Webscraping the WSJ

Posted on Nov 21, 2016

There are many newspapers available in the New York City area that cater to different segments of the population. This project focuses on the Wall Street Journal (WSJ), an international newspaper with a high circulation in the New York area. For this project, I scraped details of articles over a three-week period in order to analyze some basic metrics of the newspaper as well as some of the topics that the WSJ focuses on.

Using Python and Scrapy, I scraped several metrics for each article:

  1. titles of articles
  2. subtitle
  3. section(s)
  4. author(s)
  5. time that article was published

Below is an example of an article from the WSJ that I scraped, with the individual metrics highlighted:


In total, the project encompassed a total of 4,126 articles from three consecutive weeks in August 2016. As a result of collecting these metrics, several interesting findings emerged. First, the number of articles published online varied by the day of the week. The number of articles appears to grow during the week, peaking on Wednesday and Thursday, with Saturday and Sunday having the lowest number of articles on average.

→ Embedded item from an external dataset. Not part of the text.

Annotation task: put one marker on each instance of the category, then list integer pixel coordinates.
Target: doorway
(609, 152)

This may reflect user demand, as most readers may be more likely to check news sources throughout the week, compared to the weekend. As a result, there may also be fewer writers working on the weekend and fewer articles being published.


Additionally, the number of articles varies by section. The largest section is actually articles syndicated from the Associated Press (AP), which do not usually show up on the WSJ home page, and include short articles on sport scores and winning lottery numbers. The next largest sections in terms of number of articles are the Business and Markets sections. As its name indicates, the WSJ has a large focus on the markets and business news, which we see reflected in the number of articles published in these sections.

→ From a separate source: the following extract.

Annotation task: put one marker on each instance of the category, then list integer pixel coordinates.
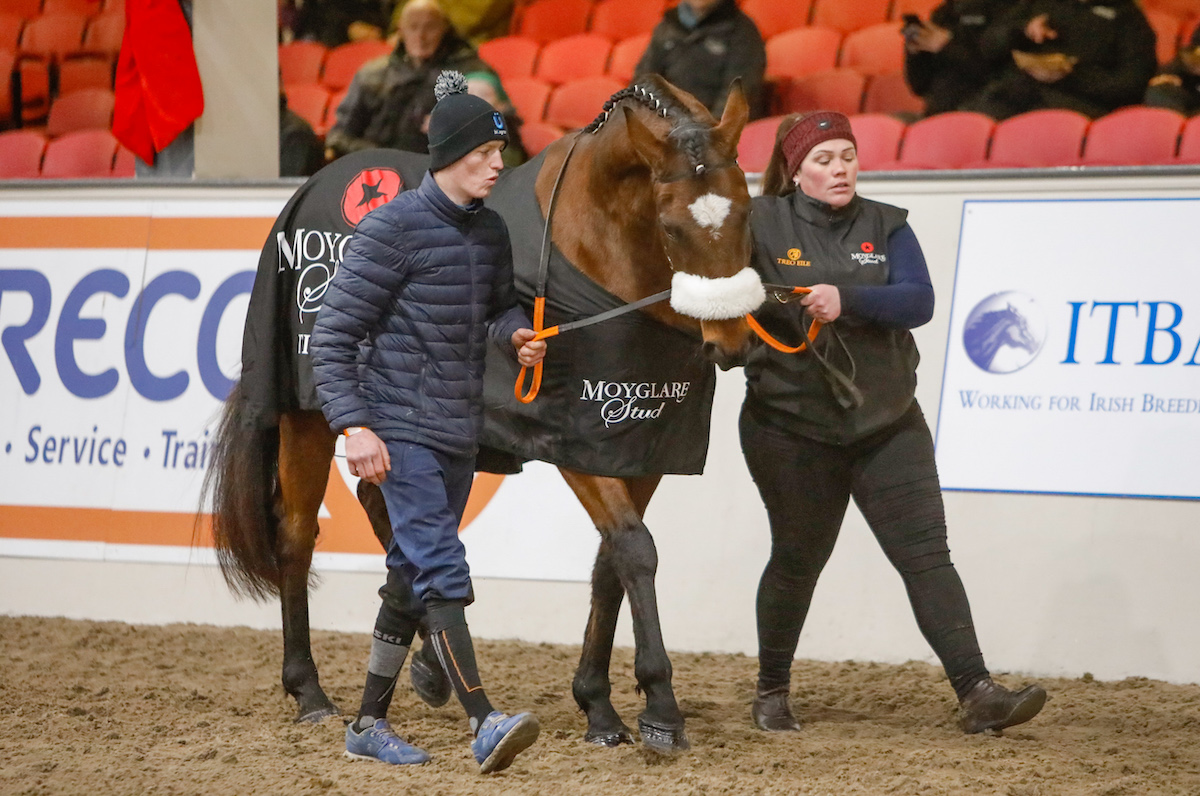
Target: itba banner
(1073, 361)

More specific than the section, we can focus on the topics discussed by looking at the words that appear in article titles. During this three-week period, "Trump" was the most commonly found word across all published article titles, appearing close to 150 times (over 3.5% of titles). By comparison, "Clinton" appeared around 60 times (1.5%). Another popular topic by word count during this period was "China" (around 80 times). The discrepancy between "Trump" and "Clinton" could be a result of Trump being a part of more newsworthy events during this period, or a result of the WSJ focusing on one of the candidates more than the other.


To further explore the WSJ's coverage of both candidates, we can look at the correlations between mentions of the candidates' names and other words found in the same title.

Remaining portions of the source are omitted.